Milton Friedman a toujours été un opposant résolu de l'indépendance des banques centrales C'est pourtant dans ce sens que l'on s'est dirigé. La politique monétaire prônée par Friedman consistait en une règle fixe : fixer un taux de croissance de la masse monétaire calqué sur le taux de croissance à long terme du produit national et le garder quoi qu'il arrive. iI proposait même que cette règle soit inscrite dans la constitution. Or aujourd'hui c'est (au moins aux Etats-Unis) la personnalisation, la gestion par les fed funds, l'empirisme et une bonne dose discrétion qui caractérisent la politique monétaire.

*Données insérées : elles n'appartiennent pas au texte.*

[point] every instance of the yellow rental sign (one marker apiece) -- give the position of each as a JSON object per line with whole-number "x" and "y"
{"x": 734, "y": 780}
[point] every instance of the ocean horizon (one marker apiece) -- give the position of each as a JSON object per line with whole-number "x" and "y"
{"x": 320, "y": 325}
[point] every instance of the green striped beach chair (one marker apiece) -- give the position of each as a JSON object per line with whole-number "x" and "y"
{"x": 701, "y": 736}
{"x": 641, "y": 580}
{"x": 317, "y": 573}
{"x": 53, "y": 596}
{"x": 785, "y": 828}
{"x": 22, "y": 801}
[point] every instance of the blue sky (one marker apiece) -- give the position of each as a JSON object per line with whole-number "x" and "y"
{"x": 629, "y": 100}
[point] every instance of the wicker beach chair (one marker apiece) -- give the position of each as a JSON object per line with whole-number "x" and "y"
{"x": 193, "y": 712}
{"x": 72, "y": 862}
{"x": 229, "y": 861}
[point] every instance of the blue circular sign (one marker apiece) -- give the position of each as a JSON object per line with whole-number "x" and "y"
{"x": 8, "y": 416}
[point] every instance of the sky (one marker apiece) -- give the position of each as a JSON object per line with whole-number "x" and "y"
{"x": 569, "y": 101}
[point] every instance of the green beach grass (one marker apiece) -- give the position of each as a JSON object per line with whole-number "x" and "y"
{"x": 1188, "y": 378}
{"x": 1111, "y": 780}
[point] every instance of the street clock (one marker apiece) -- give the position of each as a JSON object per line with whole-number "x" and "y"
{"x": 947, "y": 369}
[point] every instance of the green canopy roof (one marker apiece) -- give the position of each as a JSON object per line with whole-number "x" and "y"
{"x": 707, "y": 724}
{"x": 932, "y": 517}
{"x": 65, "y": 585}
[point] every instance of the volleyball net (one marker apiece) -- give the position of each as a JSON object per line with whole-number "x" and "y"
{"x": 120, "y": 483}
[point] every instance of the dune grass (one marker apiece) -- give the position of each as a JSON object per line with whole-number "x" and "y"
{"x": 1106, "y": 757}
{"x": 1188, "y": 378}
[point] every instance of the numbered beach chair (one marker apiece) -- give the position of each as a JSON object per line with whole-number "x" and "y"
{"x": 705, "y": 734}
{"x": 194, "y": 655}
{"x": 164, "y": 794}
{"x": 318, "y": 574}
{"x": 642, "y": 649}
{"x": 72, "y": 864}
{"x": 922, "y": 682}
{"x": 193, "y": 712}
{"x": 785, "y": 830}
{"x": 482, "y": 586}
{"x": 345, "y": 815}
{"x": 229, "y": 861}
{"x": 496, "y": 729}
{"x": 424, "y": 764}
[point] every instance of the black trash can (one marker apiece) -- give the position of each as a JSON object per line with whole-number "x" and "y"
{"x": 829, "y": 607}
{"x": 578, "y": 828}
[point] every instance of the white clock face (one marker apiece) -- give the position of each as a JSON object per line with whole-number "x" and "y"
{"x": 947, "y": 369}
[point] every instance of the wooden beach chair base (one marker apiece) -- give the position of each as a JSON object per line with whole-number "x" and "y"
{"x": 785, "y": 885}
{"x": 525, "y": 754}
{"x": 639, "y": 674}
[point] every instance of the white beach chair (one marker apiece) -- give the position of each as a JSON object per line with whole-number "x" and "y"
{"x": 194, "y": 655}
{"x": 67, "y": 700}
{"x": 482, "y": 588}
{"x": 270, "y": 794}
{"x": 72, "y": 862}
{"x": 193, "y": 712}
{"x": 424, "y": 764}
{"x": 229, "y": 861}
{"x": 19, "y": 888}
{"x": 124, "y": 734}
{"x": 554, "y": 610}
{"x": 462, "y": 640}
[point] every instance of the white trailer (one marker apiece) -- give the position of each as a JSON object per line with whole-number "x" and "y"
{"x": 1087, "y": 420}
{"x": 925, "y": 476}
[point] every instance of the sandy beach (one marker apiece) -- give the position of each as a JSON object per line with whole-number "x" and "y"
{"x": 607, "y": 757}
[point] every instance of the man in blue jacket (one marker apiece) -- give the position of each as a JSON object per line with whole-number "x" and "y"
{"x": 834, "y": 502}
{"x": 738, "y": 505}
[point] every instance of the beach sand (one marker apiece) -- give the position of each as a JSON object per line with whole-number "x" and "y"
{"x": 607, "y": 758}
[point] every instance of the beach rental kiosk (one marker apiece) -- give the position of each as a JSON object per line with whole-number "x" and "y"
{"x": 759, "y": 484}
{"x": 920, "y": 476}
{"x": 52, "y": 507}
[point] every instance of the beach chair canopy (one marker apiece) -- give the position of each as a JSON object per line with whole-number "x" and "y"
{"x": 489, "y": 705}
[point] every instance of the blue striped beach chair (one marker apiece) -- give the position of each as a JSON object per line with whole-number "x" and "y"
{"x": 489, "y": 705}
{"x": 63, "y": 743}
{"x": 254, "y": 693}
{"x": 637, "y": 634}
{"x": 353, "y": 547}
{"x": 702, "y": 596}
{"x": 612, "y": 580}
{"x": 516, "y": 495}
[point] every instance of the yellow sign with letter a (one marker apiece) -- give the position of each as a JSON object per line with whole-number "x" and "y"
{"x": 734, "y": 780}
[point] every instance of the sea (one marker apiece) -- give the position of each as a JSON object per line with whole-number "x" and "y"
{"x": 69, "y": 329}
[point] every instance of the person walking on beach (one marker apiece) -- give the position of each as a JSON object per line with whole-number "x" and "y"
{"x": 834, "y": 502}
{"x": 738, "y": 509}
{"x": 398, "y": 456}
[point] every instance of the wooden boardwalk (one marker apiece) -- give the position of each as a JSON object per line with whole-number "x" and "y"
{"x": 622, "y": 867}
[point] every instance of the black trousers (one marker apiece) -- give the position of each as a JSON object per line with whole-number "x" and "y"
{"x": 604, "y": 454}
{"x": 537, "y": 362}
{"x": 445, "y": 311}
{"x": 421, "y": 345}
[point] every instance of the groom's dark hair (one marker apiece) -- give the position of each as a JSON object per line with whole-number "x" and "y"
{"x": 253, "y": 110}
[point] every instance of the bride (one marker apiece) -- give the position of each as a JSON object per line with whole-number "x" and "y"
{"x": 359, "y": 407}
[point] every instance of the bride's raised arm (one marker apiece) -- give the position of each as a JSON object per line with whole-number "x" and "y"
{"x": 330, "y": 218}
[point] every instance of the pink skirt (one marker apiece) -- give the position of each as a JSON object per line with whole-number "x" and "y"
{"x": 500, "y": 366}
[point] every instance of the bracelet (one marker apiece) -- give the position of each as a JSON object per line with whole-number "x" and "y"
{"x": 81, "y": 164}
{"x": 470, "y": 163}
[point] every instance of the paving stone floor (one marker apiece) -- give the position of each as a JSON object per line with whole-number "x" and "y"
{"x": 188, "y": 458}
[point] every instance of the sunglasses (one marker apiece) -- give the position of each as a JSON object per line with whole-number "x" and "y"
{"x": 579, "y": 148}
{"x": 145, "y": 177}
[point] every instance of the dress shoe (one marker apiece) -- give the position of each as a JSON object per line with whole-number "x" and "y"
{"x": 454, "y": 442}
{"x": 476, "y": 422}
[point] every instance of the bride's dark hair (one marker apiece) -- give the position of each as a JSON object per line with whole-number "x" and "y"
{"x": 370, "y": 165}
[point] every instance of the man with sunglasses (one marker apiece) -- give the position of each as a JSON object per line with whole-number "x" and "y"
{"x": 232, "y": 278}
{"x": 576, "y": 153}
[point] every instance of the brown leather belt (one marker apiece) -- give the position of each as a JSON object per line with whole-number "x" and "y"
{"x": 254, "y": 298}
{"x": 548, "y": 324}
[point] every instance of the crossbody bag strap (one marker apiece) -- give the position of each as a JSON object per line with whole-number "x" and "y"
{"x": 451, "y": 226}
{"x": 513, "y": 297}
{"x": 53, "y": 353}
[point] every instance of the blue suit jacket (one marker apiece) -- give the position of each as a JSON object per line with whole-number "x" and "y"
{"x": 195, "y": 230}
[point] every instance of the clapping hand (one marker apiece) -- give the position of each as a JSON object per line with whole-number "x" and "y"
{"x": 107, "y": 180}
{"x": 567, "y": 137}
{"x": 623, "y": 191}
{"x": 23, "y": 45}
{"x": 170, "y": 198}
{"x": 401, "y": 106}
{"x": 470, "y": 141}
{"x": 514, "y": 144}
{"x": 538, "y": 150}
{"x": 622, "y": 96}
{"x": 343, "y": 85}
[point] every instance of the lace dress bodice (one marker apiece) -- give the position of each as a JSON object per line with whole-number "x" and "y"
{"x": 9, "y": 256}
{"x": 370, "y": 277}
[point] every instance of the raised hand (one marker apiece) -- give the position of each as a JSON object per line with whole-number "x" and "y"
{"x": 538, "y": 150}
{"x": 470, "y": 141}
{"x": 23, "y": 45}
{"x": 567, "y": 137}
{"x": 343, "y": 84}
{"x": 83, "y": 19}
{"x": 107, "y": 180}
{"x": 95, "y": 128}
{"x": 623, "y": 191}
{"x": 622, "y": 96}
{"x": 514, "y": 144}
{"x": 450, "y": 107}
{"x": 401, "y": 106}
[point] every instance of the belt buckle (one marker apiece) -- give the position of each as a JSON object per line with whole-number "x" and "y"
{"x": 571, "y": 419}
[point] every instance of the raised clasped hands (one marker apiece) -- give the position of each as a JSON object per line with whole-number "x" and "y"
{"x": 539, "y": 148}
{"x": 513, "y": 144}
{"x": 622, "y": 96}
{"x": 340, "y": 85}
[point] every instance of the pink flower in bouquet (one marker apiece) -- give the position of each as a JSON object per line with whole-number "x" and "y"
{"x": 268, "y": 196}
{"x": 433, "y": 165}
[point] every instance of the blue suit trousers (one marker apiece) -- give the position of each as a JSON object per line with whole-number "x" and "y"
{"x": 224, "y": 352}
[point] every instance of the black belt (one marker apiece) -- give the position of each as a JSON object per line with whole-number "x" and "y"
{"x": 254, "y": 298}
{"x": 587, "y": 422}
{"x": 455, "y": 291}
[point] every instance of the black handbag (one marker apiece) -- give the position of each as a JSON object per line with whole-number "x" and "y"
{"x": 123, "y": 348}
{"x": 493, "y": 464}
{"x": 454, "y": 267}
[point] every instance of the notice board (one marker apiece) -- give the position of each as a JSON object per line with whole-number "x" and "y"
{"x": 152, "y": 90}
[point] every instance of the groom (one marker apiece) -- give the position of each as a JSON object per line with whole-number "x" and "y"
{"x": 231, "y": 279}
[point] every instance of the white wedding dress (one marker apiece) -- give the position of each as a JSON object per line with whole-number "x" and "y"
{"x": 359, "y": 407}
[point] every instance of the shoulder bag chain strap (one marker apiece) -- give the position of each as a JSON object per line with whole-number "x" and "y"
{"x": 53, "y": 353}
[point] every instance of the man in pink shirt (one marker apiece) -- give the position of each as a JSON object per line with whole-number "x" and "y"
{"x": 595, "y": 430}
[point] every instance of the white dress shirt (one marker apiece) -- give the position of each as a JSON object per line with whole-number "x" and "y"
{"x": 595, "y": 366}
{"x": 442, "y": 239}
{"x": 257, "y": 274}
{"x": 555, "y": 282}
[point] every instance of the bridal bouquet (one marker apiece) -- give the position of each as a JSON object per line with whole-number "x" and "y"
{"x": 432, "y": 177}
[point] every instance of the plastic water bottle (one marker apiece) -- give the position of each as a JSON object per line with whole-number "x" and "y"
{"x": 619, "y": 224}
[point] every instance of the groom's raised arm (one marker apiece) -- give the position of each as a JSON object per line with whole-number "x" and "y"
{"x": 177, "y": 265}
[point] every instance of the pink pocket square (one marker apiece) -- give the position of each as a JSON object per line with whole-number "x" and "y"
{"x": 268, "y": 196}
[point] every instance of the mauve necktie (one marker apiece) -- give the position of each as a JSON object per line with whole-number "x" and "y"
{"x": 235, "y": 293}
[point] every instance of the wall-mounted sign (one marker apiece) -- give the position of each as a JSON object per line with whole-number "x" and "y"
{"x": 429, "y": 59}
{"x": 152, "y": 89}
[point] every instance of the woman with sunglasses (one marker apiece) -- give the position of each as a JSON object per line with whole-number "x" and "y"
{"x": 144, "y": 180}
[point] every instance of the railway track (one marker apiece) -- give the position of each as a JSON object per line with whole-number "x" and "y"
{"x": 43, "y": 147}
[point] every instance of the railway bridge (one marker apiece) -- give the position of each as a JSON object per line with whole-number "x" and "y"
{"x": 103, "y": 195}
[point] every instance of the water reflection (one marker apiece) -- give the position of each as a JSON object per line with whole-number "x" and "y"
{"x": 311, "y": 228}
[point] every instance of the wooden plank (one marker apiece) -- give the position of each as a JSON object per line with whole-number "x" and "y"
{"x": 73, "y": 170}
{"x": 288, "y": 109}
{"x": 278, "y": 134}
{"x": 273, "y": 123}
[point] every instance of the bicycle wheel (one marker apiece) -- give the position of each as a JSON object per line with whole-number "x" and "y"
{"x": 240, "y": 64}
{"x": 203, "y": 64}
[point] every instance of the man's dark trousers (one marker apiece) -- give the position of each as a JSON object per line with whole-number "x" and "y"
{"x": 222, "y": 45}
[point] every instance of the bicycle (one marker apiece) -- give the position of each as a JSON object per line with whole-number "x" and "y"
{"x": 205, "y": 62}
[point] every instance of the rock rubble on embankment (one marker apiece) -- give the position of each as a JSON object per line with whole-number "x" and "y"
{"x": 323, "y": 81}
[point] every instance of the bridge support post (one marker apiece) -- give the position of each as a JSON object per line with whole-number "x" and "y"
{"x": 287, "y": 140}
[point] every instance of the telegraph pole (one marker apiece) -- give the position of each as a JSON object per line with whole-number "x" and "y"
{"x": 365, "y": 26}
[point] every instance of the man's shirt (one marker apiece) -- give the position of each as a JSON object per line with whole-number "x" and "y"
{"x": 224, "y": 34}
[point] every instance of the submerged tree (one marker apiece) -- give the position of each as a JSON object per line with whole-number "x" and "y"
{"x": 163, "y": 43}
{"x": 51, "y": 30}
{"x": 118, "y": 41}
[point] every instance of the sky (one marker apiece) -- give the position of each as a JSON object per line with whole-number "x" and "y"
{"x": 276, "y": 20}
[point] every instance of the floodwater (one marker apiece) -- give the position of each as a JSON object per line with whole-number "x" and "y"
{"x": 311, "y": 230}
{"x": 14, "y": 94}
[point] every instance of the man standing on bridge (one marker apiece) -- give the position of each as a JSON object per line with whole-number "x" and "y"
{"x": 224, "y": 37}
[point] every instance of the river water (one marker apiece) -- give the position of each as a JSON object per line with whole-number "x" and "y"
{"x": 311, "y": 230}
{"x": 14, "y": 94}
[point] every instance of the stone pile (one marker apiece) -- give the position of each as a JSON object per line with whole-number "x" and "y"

Avec un certain succès, semble-t-il. Et, en zone euro, la BCE est indépendante. Il est vrai, là encore, que la position de M. Friedman était partiellement attentiste. La stabilité du taux de croissance de la masse monétaire était préconisée dans l'attente des progrès de l'analyse et de la pratique monétaire. Peut-on parler de demi-échec ?

c. Sur l'expérience de Paul Volcker au début des années 1980

À partir du milieu des années 70, aux États-Unis, l'inflation passe à deux chiffres, ce qui met en évidence la nécessité d'une politique anti-inflationniste. A ce moment là, la théorie alternative que représente le monétarisme prend de l'importance ; en 1979, Paul Volcker devient président de la FED et lance alors la première expérience affichée de contrôle des réserves bancaires. Il va vaincre l'inflation et, plus important encore, les anticipations d'inflation dont l'inflation se nourrit, mais au prix d'une récession (1982). Etait-ce une politique authentiquement monétariste ? Milton Friedman l'a toujours contesté avec force (voir son interview dans Snowdon B., Vane H. et Wynarczyk P. (1997), ch. 4, p.198) : "Aucune expérience monétariste ne fut mise en œuvre au cours de la période 1979-82. Une rhétorique monétariste accompagna des fluctuations de la quantité de monnaie plus importantes que précédemment. La leçon importante que l'on peut tirer de cette expérience était déjà connue : un taux de croissance monétaire suffisamment restrictif casse l'inflation" ; "(…) Grâce à Dieu, le Président était, lui, un authentique monétariste, profondément persuadé de la nécessité de réduire le rythme de croissance de la masse monétaire. L'extraordinaire patience dont il a su faire preuve, rarissime pour un homme politique, a permis à l'Amérique de recueillir, à partir de 1983, les fruits de la désinflation. Mais le mérite en revient plus au président Reagan qu'à Paul Volcker".

Par contre, Friedman soutient à contre-courant des idées reçues que Greenspan a suivi les prescriptions monétaristes sans le dire : "(…) si l'on trace une courbe représentant l'évolution de la masse monétaire trimestre par trimestre depuis 1945, on constate que le taux de croissance de celle-ci durant les années Greenspan (de 1987 à ce jour) a été, dans l'ensemble, plus bas que sous ses prédécesseurs et, surtout, qu'il a connu des fluctuations moins prononcées" {voir Friedman (1997)}.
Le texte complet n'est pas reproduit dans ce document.